Generative Recommender with End-to-End Learnable Item Tokenization
Enze Liu, Bowen Zheng, Cheng Ling, Lantao Hu, Han Li, Wayne Xin Zhao — Renmin University of China & Kuaishou Inc. ArXiv 2409.05546, 2024.
| Dimension | Prior State | This Paper | Key Result |
|---|---|---|---|
| Tokenizer–recommender coupling | RQ-VAE trained separately on reconstruction objective; codes fixed during recommendation training | Alternating optimization mutually refines tokenizer and recommender | w/o alternating training: −17.6% Recall@5 on Instruments |
| Recommendation signal in codes | Codes optimize reconstruction fidelity of content embeddings | SIA + PSA alignment objectives inject recommendation signal into codebook learning | Ablating both alignments: −3.9% Recall@5, −3.6% NDCG@5 (Instruments) |
| Encoder–item alignment | No explicit alignment between encoder hidden states and the item’s token distribution | SIA minimizes symmetric KL between encoder output and item’s codebook distributions | Ablating SIA alone: −0.5% Recall@5 |
| Decoder–item alignment | No alignment between decoded user preference vector and item embedding | PSA aligns first decoder hidden state with reconstructed item embedding via InfoNCE | Ablating PSA alone: −2.1% Recall@5 |
| Benchmark performance | TIGER-SAS Recall@5 0.0233 (Baby) | ETEGRec Recall@5 0.0244 (Baby) | Consistent improvements across all 3 Amazon datasets |
Relations
Builds on: TIGER (Rajput et al., NeurIPS 2023) (no note yet) Concepts used: Generative Recommender Systems — §4.1 (RQ-VAE Semantic IDs), codebook collapse and training objectives
Table of Contents
- 1. The Decoupling Problem
- 2. Architecture
- 3. Recommendation-Oriented Alignment
- 4. Alternating Optimization
- 5. Experiments
- 6. References
1. The Decoupling Problem 📐
In TIGER and its descendants, item tokenization proceeds in two fully independent stages:
Tokenizer training. A collaborative semantic embedding \(\mathbf{z} \in \mathbb{R}^d\) is computed for each item (typically from item co-occurrence statistics). An RQ-VAE is trained to minimize reconstruction loss \(\|\mathbf{z} - \hat{\mathbf{z}}\|^2\) over this embedding. The codebook is frozen after training.
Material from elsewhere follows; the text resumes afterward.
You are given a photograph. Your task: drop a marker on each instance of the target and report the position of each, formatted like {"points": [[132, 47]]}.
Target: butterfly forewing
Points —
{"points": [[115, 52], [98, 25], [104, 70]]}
Recommender training. The sequence model receives fixed semantic IDs — code tuples that were optimized to reconstruct \(\mathbf{z}\), not to facilitate next-item prediction.
The mismatch is fundamental. The RQ-VAE partitions item space to minimize reconstruction distortion of \(\mathbf{z}\); there is no guarantee that this partition aligns with the structure that the generative recommender finds useful for predicting user behavior. Two items may have very similar \(\mathbf{z}\) (and thus similar or identical codes) yet behave very differently in user sequences — and the recommender has no way to signal this to the tokenizer.
Definition (Suboptimality of Decoupled Tokenization). Let \(\mathcal{C}^*_{\text{rec}}\) denote the code assignment that minimizes next-item prediction loss, and \(\mathcal{C}^*_{\text{recon}}\) the code assignment that minimizes RQ-VAE reconstruction loss. In general:
\[\mathcal{C}^*_{\text{rec}} \neq \mathcal{C}^*_{\text{recon}}\]
because reconstruction loss is defined over the item embedding space, while recommendation quality is defined over user-item interaction patterns. Decoupling forces the recommender to work with \(\mathcal{C}^*_{\text{recon}}\), accepting its suboptimality.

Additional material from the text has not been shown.